FAQ

 

What would you like people to take from Cerebellix?
First and foremost, a good story. I want people to feel engaged in the characters and the story arc from the very first page until the very last. Secondly, I want people to consider the story on a deeper, more fundamental and symbolic level. While the Cerebellix is a computer chip in the story, we all have things we turn to that numb our emotional extremes. Hopefully readers might consider what those influences are and to what degree their lives are impacted by them.

How long did it take you to write Cerebellix?

I’ve had the story in my heart, as a concept, for several years. I had an experimental first chapter on a computer hard drive for about the same amount of time. But early in 2021, I decided it was time to write it. So I spent most of the month of May developing characters, scenes, and the outline. On June 1st, I began writing the story, and finished on November 7th.

Is the story of Cerebellix about a political philosophy?

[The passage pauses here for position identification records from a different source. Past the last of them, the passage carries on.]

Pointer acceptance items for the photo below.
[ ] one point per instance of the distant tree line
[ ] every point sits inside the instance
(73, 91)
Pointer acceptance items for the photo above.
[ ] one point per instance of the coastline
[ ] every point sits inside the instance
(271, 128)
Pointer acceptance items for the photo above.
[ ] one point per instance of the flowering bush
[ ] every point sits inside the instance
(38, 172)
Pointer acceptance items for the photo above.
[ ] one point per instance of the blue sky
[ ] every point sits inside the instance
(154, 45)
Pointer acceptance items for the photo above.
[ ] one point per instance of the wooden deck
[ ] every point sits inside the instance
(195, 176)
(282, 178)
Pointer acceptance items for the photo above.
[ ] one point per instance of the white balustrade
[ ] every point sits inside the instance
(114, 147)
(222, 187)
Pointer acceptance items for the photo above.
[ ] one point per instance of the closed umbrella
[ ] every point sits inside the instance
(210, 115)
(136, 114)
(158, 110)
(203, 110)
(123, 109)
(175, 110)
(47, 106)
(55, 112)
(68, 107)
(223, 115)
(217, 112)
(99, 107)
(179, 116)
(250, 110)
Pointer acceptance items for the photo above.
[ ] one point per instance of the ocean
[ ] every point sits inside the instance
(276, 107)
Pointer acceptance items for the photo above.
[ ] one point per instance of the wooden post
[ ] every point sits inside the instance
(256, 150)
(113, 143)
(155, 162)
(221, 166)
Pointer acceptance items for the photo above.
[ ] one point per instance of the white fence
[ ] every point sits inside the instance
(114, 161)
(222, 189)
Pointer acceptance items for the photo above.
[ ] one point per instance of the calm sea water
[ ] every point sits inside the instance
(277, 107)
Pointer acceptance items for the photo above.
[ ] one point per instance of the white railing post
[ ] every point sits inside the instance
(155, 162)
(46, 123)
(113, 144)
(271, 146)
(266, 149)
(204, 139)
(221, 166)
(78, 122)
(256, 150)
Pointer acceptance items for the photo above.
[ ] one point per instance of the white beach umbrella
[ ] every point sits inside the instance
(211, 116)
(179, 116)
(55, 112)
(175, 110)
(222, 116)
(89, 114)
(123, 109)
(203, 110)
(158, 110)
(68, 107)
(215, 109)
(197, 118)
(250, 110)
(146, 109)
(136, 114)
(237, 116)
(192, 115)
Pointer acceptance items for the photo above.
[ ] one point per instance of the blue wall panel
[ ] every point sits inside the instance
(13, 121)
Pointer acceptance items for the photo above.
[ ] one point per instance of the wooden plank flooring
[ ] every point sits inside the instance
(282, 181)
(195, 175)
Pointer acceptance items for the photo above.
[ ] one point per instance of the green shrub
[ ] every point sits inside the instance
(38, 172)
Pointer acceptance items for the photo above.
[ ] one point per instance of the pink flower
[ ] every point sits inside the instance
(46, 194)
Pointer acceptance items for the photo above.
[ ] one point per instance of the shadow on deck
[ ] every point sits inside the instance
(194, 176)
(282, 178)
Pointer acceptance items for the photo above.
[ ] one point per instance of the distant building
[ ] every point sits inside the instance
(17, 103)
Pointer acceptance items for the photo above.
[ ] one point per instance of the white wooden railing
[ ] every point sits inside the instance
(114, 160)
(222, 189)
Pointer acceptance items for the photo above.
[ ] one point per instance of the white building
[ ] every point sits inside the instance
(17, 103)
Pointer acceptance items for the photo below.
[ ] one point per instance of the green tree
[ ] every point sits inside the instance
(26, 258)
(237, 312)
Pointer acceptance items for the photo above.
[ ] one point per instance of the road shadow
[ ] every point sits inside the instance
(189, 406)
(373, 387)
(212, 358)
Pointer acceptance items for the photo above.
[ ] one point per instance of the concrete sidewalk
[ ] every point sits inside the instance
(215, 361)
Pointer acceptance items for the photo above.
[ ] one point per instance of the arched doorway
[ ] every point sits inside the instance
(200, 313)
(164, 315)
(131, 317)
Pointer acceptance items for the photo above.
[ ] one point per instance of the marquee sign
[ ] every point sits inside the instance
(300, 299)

Not necessarily. I want the story to have individual meaning for each reader. Certainly there are political ideologies that are designed to suppress thought, emotion, and behavior. But many other things can have the same effect: forms of religious observance, family dynamics, employment environments, friend groups. Really any environment that is designed to quell thought could be symbolized by the themes found in Cerebellix.

What inspired you to write Cerebellix?

There’s not any one thing that sparked the story. I do remember standing near the center of the Jefferson Memorial in Washington D.C. Inscribed on the wall is Jefferson’s famous quote from a letter to Benjamin Rush in which he wrote “…for I have sworn upon the altar of god eternal hostility against every form of tyranny over the mind of man.” 
 
I remember learning much in an organizational communications course in college about the dynamics of groupthink. 
 
I remember well reading Orwell’s 1984 in a high school AP English class, fascinated by how terrifyingly pliable our perceptions can be when others in power are determined to change them. 
 
All of it together has fueled in me a deep interest in elevating the primacy of our individual agency. It was out of this interest the story emerged. 
 
Will Cerebellix have a sequel?
Without a doubt. In fact, two are planned. The next story — title to be determined — will be a continuation of the resistance group’s efforts to overthrow Henry Irvine, and is expected to finish the story.
A third book will tell the back story of Henry Irvine and how our modern Western culture was transformed into the bleak existence that is Omnividia.